There are passages in Dune that are breathtaking in what they describe. The ecological aspects of the novel, while in some ways absurd in terms of actual science, take on the same immanence as anything the actors possess. In a way, Dune is one of the first terraforming novels, embracing the idea that human action can transform an entire world. (A couple of years later, we see much more of this, often more pointedly, as in works like Le Guin’s The Word For World Is Forest—again, the novel opens up a field of possibilities, or at least prepares an audience for more of the same.)

But the characters are hard to relate to—this is a story about archetypes and aristocrats in conflict with emperors and churches. The ordinary people get lost amid the giant legs of the SF manifestations of Greek Heroes. We read this novel for the plot and world and the political revelations. We become engaged because this is in important ways a Lawrence of Arabia story—one toxically mixed with Faust. We read it because we are aware that gods and deserts change the world.

We read it because, as well, we are enamored of the idea of Enlightenment in a Pill.

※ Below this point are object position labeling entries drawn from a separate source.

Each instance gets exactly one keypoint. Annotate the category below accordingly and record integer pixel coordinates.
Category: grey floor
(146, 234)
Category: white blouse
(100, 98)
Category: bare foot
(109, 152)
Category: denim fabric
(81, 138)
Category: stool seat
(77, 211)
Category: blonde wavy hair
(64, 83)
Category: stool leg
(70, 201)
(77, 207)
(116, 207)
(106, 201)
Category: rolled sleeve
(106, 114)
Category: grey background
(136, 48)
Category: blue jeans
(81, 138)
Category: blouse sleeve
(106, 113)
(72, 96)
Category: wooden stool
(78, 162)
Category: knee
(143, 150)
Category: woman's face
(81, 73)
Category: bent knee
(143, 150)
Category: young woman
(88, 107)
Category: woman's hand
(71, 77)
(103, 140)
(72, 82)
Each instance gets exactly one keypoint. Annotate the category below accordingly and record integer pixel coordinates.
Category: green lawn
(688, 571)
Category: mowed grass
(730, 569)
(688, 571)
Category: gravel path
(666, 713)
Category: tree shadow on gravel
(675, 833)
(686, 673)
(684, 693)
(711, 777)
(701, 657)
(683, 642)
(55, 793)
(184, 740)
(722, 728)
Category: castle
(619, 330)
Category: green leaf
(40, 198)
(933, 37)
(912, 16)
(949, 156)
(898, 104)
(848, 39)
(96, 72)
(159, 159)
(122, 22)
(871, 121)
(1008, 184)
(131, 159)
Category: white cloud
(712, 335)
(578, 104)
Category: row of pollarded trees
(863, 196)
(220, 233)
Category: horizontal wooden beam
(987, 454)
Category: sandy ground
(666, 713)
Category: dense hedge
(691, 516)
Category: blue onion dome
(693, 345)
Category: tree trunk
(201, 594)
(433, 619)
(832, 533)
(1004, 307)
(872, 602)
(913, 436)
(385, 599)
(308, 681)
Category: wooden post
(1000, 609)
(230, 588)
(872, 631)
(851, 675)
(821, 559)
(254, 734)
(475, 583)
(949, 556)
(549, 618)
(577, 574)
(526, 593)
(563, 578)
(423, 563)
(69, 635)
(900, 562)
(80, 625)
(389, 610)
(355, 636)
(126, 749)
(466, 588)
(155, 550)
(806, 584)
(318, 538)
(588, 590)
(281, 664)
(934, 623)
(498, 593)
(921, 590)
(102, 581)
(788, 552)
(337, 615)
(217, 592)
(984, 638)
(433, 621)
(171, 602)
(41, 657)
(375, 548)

Herbert was always working in the fields of mind-altering drugs—possibly his best and most relatable novel in this vein is The Santarroga Barrier—and with Melange, the Spice, he created the ultimate in mind-expanding temptations. Its use gives humanity (and others) the universe. Time and space can be brought to heel with it. Visions, prophecies, and clarity are on offer. But it is the ultimate Faustian bargain, for its loss will destroy everything.

It is aptly named. Melange, a mixture of often incongruous elements. A mess, if you will, but messes can evoke wonder, even seem beautiful.

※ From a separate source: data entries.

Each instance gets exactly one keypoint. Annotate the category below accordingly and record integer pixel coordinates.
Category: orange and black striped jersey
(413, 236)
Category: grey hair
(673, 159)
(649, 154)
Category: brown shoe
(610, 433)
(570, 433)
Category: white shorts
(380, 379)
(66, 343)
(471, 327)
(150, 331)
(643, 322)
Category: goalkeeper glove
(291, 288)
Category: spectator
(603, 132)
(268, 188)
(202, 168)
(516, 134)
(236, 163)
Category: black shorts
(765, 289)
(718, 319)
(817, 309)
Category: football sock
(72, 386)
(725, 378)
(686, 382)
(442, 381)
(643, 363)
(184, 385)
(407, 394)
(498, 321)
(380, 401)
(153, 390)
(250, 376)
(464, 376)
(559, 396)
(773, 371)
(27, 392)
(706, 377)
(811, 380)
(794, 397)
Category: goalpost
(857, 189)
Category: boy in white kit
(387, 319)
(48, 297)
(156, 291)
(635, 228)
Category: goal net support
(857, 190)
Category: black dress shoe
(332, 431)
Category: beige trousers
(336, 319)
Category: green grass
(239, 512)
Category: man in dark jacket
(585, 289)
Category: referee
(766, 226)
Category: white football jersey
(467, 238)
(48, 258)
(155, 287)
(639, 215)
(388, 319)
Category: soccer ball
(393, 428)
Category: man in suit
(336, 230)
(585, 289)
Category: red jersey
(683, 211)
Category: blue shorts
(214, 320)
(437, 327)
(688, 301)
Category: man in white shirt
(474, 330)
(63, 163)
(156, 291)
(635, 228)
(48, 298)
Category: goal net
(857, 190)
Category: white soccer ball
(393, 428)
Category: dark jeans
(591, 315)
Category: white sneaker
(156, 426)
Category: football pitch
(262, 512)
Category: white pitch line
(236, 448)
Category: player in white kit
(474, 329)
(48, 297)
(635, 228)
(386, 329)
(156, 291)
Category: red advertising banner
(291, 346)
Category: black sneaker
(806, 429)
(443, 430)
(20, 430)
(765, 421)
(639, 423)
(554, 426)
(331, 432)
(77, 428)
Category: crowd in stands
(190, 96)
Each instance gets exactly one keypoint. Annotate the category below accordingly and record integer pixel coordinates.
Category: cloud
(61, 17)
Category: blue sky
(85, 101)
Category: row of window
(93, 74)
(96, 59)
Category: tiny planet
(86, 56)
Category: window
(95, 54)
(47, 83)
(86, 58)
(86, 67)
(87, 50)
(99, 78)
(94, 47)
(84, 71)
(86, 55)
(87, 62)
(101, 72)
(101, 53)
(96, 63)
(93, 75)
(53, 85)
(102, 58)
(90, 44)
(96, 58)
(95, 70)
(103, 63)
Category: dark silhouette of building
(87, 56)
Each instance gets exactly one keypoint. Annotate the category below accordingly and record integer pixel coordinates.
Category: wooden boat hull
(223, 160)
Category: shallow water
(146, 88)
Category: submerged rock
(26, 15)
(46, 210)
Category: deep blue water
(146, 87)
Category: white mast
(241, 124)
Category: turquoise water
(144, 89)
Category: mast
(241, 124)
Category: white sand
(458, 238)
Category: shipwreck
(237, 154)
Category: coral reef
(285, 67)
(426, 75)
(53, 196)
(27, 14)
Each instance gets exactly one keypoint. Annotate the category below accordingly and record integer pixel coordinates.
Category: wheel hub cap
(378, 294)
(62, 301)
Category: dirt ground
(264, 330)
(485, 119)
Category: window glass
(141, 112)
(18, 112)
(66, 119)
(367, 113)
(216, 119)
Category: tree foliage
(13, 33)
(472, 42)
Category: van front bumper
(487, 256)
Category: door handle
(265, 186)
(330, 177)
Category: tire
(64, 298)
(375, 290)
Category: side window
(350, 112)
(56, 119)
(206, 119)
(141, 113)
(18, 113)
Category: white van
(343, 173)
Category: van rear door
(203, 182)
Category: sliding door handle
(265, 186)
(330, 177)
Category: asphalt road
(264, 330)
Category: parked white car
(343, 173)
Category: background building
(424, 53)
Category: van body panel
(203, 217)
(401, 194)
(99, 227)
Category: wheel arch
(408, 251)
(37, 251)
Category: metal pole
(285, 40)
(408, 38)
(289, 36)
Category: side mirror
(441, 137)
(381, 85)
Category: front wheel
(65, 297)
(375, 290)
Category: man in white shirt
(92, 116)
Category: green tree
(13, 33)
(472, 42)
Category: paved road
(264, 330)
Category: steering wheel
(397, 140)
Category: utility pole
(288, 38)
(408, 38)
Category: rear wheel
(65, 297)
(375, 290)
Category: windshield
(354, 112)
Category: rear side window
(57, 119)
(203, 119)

At the heart of this Faustian conundrum are the Fremen, patterned after the Bedu of the Middle East. They are trapped on a world with profoundly limited resources and must be kept that way for the benefit of the rest of the universe. Not quite slaves, but certainly not masters of their own world. Freeing them courts disaster—because part of that freedom entails remaking their world, making it wet. Water, though, is poison to the giant worms that produce the Spice.

Trap after trap after trap populates the novel. Disaster looms. The plot compels.

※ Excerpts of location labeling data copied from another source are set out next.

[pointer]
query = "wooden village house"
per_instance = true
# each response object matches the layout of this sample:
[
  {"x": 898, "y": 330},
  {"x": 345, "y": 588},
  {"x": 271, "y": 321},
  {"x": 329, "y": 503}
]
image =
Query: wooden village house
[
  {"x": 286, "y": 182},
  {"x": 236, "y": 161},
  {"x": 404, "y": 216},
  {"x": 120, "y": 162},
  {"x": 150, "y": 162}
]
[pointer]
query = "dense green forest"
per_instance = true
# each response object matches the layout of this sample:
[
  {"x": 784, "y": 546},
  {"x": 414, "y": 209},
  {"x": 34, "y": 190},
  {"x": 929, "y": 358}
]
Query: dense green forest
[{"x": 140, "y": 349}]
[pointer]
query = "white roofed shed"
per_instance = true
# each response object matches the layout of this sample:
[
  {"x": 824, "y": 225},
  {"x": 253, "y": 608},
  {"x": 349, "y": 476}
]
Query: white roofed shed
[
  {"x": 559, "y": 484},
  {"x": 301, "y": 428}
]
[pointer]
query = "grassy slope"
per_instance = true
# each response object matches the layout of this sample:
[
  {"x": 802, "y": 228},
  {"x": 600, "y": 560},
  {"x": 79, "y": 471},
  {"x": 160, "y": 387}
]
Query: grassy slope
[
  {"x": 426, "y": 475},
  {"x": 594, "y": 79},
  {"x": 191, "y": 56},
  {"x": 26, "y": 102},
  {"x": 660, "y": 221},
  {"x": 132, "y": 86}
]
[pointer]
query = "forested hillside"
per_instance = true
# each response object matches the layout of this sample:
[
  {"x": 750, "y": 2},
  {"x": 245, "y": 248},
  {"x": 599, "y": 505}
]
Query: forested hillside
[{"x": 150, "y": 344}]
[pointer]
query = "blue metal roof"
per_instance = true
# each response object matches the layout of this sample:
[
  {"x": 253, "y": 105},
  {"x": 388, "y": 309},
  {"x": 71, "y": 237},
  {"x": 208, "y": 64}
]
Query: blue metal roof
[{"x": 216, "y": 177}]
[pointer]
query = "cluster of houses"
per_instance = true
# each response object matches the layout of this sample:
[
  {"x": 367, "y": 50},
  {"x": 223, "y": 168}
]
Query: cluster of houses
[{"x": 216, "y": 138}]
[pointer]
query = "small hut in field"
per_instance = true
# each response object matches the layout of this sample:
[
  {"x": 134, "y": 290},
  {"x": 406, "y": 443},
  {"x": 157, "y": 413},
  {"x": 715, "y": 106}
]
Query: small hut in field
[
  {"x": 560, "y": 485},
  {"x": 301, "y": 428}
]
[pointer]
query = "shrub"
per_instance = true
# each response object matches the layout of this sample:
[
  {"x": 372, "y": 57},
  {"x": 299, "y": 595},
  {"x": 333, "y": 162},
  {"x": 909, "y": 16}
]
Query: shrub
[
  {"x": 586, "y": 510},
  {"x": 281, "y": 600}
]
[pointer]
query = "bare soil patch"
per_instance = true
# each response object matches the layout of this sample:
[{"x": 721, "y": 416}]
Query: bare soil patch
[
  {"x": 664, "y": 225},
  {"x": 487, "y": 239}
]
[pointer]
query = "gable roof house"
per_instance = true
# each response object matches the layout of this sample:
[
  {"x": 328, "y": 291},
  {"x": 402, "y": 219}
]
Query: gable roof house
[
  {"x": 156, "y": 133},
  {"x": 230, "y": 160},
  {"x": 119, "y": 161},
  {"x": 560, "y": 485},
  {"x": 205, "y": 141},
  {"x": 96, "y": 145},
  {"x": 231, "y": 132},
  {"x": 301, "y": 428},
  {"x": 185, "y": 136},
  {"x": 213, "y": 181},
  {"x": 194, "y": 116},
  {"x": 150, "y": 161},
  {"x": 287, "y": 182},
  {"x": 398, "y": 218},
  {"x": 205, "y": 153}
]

And of course the relevance to our reality could not be plainer. The teetering sets of balances, all of them with ethical pitfalls, allow Dune to remain trenchant, relevant, challenging. Added to this is the clear connection to the Greek tragedians (especially in the second trilogy—I suggest boning up on Aeschylus and Euripedes before trying them) which gives the book its ongoing frustration of clear, ethical resolution. (And cleverly he took the possibility of building machines that might aid people in their problem-solving off the table, by outlawing thinking machines. It’s all on us and what we bring to the game.)

A final thread woven through the book that seems to make it constantly popular is that it is a coming-of-age story that contains a biting critique of privilege. Whatever Paul might want to be for himself, he is born into a web of expectations that impose their demands from all sides, making any choice he might make impossible outside of a constructed destiny. The adolescent struggling to make sense of the world and find a way to live in it, thinking if only he were god and could command everything to be rational or at least amenable. Paul’s tragedy is that he in fact can become god—and then discovering that this is no solution, either.

How well this new movie deals with all this, I look forward to seeing. For the moment I simply wanted to examine some of the reasons this novel continues to find audiences and why so many filmmakers are drawn to it. The elements it contains transcend the limitations from which it suffers. But whatever the case, this is a novel that allows readers to find meaning—whether that meaning is in the novel or not.